La situación se agrava aún más debido a que este anteproyecto se ha presentado en medio de una huelga médica que ya lleva 26 días. Según datos proporcionados por el propio consejero, esta paralización ha tenido un impacto económico superior a los 16 millones de euros, con más de 10.470 cirugías reprogramadas y más de 215.000 consultas suspendidas. «La cerrazón» del Ministerio ha llevado a que todos los médicos se unan en contra del nuevo modelo propuesto.

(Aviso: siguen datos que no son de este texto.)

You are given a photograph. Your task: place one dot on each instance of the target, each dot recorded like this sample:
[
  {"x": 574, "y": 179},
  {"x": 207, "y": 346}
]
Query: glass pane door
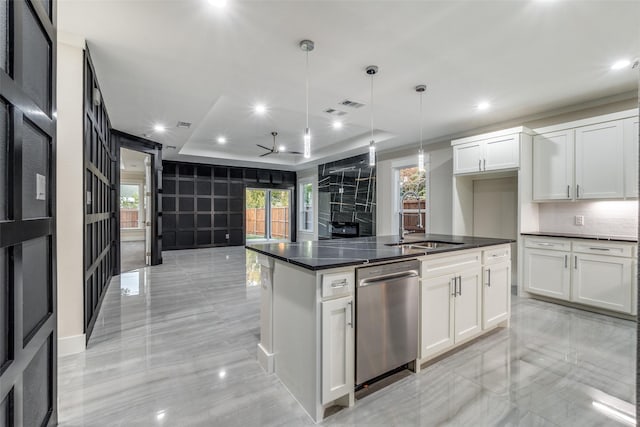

A pesar del rechazo generalizado, Mónica García defiende la legalidad y necesidad del anteproyecto. En sus declaraciones recientes, acusó a las comunidades autónomas de estar bloqueando el acuerdo con los sindicatos médicos. Aseguró que todas las reivindicaciones pertinentes están incluidas en el texto aprobado y anunció un próximo Consejo Interterritorial para abordar aquellos aspectos que no corresponden al Estatuto Marco.
Aunque el Consejo de Ministros ha dado luz verde al anteproyecto en primera vuelta, Mónica García subrayó que este es solo un primer paso. El texto ahora pasará por un trámite público donde se podrán presentar enmiendas antes de llegar al Congreso para su discusión final. La ministra enfatizó que está abierta a modificaciones basadas en las opiniones recibidas durante este proceso.
El Comité de Huelga formado por sindicatos médicos profesionales mantiene firme su postura contra la imposición del nuevo modelo, lo cual refleja un profundo descontento dentro del sector sanitario. La convocatoria para una quinta semana consecutiva de huelga es testimonio claro del malestar existente entre los profesionales médicos respecto a cómo se han manejado las negociaciones y decisiones relacionadas con su futuro laboral.